The speed of sound in oxygen $\left( {{O_2}} \right)$ at a certain temperature is $460\,\,m{s^{ - 1}}.$ The speed of sound in helium $(He)$ at the same temperature will be (assume both gases to be ideal)
A
$1421\,\,m{s^{ - 1}}$
B
$500\,\,m{s^{ - 1}}$
C
$650\,\,m{s^{ - 1}}$
D
$300\,\,m{s^{ - 1}}$

Explanation

The speed of sound in a gas is given by $v = \sqrt {{{\gamma RT} \over M}}$
$\therefore$ ${{{v_{{O_2}}}} \over {{v_{He}}}} = \sqrt {{{{\gamma _{{O_2}}}} \over {{M_{{O_2}}}}} \times {{{M_{He}}} \over {{\gamma _{He}}}}}$
$= \sqrt {{{1.4} \over {32}} \times {4 \over {1.67}}} = 0.3237$
$\therefore$ ${v_{He}} = {{{v_{{O_2}}}} \over {0.3237}}$
$= {{460} \over {0.3237}}$
$= 1421\,m/s$
2

AIEEE 2007

One end of a thermally insulated rod is kept at a temperature ${T_1}$ and the other at ${T_2}$. The rod is composed of two sections of length ${L_1}$ and ${L_2}$ and thermal conductivities ${K_1}$ and ${K_2}$ respectively.
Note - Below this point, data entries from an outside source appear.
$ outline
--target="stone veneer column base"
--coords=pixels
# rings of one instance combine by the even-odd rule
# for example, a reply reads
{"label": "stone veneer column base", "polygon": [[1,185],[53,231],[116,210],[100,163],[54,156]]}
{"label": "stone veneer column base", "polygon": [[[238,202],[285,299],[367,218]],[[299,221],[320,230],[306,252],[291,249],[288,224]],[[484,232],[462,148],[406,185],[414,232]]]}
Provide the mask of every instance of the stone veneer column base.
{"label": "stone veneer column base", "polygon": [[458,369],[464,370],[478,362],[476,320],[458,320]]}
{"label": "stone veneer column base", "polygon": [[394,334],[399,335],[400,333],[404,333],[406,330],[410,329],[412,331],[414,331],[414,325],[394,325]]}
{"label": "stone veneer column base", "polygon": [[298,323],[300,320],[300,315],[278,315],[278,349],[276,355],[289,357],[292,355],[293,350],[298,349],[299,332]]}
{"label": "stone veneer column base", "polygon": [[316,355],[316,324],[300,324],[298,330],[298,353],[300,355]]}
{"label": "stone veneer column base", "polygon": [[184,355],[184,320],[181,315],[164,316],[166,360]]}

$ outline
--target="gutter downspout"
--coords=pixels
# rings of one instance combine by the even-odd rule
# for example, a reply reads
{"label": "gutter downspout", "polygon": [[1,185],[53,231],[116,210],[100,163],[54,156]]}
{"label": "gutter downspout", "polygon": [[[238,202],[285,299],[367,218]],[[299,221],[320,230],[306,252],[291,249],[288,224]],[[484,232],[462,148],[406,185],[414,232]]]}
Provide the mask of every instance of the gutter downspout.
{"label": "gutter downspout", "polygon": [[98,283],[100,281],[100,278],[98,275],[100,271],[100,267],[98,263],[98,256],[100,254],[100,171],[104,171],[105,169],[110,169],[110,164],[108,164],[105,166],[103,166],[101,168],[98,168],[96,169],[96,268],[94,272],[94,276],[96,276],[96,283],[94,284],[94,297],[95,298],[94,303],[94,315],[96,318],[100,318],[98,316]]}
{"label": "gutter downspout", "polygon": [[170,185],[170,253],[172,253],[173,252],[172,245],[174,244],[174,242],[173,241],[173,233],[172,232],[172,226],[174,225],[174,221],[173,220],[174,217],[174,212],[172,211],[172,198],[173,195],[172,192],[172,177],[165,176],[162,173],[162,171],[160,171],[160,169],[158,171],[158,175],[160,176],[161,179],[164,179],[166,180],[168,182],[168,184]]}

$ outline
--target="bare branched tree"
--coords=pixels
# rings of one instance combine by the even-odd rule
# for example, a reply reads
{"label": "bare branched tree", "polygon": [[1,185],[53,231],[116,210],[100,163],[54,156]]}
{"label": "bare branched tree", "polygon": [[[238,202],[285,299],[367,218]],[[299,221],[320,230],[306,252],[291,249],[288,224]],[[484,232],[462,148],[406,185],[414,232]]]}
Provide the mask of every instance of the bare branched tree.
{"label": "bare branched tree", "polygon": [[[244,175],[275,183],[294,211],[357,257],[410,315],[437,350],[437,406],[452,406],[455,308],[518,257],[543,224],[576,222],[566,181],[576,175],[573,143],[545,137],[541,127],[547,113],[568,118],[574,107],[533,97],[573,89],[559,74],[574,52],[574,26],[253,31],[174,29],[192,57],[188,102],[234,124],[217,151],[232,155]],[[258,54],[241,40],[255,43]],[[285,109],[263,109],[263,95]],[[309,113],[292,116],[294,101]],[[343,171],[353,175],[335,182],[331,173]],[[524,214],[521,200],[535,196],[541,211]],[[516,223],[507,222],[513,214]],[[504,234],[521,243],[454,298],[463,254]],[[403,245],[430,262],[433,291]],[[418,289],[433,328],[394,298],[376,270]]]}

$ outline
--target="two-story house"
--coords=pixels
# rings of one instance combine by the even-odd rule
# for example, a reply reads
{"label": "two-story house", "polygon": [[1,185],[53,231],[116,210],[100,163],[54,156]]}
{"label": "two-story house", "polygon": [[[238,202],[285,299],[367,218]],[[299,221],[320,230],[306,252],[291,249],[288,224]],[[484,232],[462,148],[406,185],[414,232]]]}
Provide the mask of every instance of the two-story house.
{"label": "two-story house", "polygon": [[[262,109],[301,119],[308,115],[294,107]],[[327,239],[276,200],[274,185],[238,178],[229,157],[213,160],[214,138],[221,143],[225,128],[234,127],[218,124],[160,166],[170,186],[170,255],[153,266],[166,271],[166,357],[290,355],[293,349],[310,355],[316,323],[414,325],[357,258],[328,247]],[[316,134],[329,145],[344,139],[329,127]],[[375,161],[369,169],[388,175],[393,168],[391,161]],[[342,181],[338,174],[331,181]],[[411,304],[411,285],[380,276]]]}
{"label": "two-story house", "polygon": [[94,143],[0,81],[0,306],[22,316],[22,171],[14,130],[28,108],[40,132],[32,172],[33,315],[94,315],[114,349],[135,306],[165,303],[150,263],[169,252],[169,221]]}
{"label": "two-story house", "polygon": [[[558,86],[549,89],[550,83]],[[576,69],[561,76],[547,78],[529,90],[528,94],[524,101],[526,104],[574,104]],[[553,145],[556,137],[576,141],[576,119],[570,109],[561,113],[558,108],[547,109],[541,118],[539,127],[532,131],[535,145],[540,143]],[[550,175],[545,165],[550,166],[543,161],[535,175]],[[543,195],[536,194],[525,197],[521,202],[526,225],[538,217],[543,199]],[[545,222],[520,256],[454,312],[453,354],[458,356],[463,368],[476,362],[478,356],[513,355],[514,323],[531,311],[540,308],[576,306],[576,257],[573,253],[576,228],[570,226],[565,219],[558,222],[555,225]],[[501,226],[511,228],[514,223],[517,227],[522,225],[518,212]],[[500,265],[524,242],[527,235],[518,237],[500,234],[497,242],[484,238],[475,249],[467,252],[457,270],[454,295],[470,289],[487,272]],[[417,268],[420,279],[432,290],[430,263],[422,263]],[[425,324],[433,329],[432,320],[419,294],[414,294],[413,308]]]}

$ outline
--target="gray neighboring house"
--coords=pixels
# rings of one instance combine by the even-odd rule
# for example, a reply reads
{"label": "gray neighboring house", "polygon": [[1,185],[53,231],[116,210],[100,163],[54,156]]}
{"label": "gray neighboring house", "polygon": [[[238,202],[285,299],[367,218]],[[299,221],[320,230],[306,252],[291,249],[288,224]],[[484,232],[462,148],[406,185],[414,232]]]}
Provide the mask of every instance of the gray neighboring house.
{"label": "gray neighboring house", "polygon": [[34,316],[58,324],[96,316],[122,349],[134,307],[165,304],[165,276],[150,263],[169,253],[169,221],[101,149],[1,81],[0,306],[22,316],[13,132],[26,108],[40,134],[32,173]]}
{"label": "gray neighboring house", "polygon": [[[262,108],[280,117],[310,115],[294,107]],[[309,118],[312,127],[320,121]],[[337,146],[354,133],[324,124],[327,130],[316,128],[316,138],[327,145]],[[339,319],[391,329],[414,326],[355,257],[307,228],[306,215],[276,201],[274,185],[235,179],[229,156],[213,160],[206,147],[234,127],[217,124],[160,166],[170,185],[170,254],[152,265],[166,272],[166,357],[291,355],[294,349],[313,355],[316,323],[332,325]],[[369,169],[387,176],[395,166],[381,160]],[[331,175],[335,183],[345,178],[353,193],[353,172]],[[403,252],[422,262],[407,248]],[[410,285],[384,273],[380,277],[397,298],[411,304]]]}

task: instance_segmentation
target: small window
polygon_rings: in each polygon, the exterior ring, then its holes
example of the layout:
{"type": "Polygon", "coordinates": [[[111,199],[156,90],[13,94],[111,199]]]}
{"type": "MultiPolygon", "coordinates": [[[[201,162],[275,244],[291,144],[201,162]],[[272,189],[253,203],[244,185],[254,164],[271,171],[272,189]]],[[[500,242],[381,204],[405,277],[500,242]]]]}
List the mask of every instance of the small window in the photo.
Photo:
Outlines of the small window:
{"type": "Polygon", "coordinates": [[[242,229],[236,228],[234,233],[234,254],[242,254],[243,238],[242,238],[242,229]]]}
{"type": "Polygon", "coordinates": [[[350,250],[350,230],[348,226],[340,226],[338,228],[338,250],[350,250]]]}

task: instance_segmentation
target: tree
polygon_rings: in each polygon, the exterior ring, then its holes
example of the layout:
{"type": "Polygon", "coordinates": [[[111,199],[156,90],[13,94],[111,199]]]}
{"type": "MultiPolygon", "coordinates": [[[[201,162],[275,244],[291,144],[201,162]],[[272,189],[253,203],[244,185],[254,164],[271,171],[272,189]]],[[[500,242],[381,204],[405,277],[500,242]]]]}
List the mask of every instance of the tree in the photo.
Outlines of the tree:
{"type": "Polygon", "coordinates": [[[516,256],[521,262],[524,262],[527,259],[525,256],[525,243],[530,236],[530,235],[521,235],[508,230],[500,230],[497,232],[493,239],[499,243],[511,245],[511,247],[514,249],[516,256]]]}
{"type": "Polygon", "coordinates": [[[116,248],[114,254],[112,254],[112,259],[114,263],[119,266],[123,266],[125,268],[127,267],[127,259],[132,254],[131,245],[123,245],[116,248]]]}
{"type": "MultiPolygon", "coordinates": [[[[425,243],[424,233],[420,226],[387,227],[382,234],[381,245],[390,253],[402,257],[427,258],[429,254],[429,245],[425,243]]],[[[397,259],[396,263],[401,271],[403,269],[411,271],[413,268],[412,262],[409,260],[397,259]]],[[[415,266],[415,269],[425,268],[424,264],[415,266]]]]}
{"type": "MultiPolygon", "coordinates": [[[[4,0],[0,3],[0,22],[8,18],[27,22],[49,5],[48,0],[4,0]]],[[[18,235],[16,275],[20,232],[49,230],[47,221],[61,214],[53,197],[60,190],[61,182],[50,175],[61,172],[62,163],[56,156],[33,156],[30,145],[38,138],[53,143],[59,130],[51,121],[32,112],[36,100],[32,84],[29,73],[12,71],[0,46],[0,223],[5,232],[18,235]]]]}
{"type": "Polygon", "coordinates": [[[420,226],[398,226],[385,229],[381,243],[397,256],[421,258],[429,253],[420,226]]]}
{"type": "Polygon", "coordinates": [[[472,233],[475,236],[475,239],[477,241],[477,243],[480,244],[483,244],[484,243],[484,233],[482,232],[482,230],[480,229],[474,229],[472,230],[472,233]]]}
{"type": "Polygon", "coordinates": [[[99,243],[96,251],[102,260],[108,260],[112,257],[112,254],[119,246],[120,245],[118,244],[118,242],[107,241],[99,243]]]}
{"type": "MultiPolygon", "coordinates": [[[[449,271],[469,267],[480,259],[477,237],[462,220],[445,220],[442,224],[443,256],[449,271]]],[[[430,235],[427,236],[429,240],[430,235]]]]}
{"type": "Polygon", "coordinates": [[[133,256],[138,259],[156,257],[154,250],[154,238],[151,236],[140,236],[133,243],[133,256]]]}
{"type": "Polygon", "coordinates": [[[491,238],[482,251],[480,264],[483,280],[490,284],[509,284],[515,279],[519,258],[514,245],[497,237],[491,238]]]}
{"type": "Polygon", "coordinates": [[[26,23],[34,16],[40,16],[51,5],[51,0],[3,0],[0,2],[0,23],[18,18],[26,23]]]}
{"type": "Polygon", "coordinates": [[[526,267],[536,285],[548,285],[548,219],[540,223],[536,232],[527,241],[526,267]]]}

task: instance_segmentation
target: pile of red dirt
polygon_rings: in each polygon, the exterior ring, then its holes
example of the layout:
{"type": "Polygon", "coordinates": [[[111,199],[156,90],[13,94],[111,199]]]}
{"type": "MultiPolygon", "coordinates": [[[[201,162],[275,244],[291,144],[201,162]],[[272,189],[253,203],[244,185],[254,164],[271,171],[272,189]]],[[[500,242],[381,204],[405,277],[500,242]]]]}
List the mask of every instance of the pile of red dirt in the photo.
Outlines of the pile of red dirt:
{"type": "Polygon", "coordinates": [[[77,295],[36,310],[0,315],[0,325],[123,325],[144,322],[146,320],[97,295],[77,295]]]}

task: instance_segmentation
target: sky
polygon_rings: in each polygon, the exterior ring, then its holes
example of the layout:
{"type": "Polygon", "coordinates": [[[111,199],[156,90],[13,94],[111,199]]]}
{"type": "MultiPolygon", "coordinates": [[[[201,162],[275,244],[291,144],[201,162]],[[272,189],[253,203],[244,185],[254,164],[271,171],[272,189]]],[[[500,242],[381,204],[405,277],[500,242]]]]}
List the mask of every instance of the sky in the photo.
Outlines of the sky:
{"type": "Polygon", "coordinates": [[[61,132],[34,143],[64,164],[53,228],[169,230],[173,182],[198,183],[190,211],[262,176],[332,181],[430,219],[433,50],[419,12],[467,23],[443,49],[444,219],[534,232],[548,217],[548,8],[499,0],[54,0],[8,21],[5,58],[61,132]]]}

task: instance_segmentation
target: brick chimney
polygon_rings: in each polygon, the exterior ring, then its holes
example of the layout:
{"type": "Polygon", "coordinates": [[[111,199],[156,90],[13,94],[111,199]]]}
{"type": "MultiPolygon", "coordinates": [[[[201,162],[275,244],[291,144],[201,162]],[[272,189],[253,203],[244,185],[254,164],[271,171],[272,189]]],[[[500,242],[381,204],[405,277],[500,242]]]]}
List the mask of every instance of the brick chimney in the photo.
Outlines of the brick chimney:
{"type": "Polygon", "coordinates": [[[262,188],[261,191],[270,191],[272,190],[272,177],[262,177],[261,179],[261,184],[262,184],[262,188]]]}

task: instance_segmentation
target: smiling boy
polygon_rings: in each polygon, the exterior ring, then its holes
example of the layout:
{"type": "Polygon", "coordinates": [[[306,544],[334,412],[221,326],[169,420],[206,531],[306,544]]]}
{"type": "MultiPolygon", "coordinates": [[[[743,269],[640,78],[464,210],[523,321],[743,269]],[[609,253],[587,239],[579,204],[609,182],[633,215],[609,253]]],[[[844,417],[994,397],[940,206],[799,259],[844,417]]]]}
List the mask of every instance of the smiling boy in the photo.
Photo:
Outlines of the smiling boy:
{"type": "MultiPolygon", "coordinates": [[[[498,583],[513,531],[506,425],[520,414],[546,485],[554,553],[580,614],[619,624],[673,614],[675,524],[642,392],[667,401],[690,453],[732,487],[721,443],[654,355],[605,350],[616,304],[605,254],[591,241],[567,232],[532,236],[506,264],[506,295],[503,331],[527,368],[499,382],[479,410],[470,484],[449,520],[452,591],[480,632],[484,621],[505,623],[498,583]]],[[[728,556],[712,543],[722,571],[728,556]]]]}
The temperature at the interface of the two section is A
${{\left( {{K_1}{L_1}{T_1} + {K_2}{L_2}{T_2}} \right)} \over {\left( {{K_1}{L_1} + {K_2}{L_2}} \right)}}$
B
${{\left( {{K_2}{L_2}{T_1} + {K_1}{L_1}{T_2}} \right)} \over {\left( {{K_1}{L_1} + {K_2}{L_2}} \right)}}$
C
${{\left( {{K_2}{L_1}{T_1} + {K_1}{L_2}{T_2}} \right)} \over {\left( {{K_2}{L_1} + {K_1}{L_2}} \right)}}$
D
${{\left( {{K_1}{L_2}{T_1} + {K_2}{L_1}{T_2}} \right)} \over {\left( {{K_1}{L_2} + {K_2}{L_1}} \right)}}$

Explanation ${{{K_1}A\left( {{T_1} - T} \right)} \over {{\ell _1}}} = {{{K_2}A\left( {T - {T_2}} \right)} \over {{\ell _2}}}$
$\therefore$ $T = {{{K_1}{T_1}{\ell _2} + {K_2}{T_2}{\ell _1}} \over {{K_2}{\ell _1} + {K_1}{\ell _2}}}$
$= {{{K_1}{\ell _2}{T_1} + {K_2}{\ell _1}{T_2}} \over {{K_1}{\ell _2} + {K_2}{\ell _1}}}$
3

AIEEE 2007

When a system is taken from state $i$ to state $f$ along the path iaf, it is found that $Q=50$ cal and $W=20$ $cal$. Along the path $ibf$ $Q=36$ $cal.$ $W$ along the path $ibf$ is A
$14$ $cal$
B
$6$ $cal$
C
$16$ $cal$
D
$66$ $cal$

Explanation

For path iaf, $\Delta U = Q - W = 50 - 20 = 30\,cal.$
For path ibf, $W = Q - \Delta U = 36 - 30 = 6\,cal.$
4

AIEEE 2007

If ${C_p}$ and ${C_v}$ denote the specific heats of nitrogen per unit mass at constant pressure and constant volume respectively, then
A
${C_p} - {C_v} = 28R$
B
${C_p} - {C_v} = R/28$
C
${C_p} - {C_v} = R/14$
D
${C_p} - {C_v} = R$

Explanation

According to Mayer's relationship ${C_p} - {C_v} = R$
$\therefore$ ${{{C_p}} \over M} - {{{C_v}} \over M} = {R \over M}$ $\,\,\,\,\,\,$ Here $M=28.$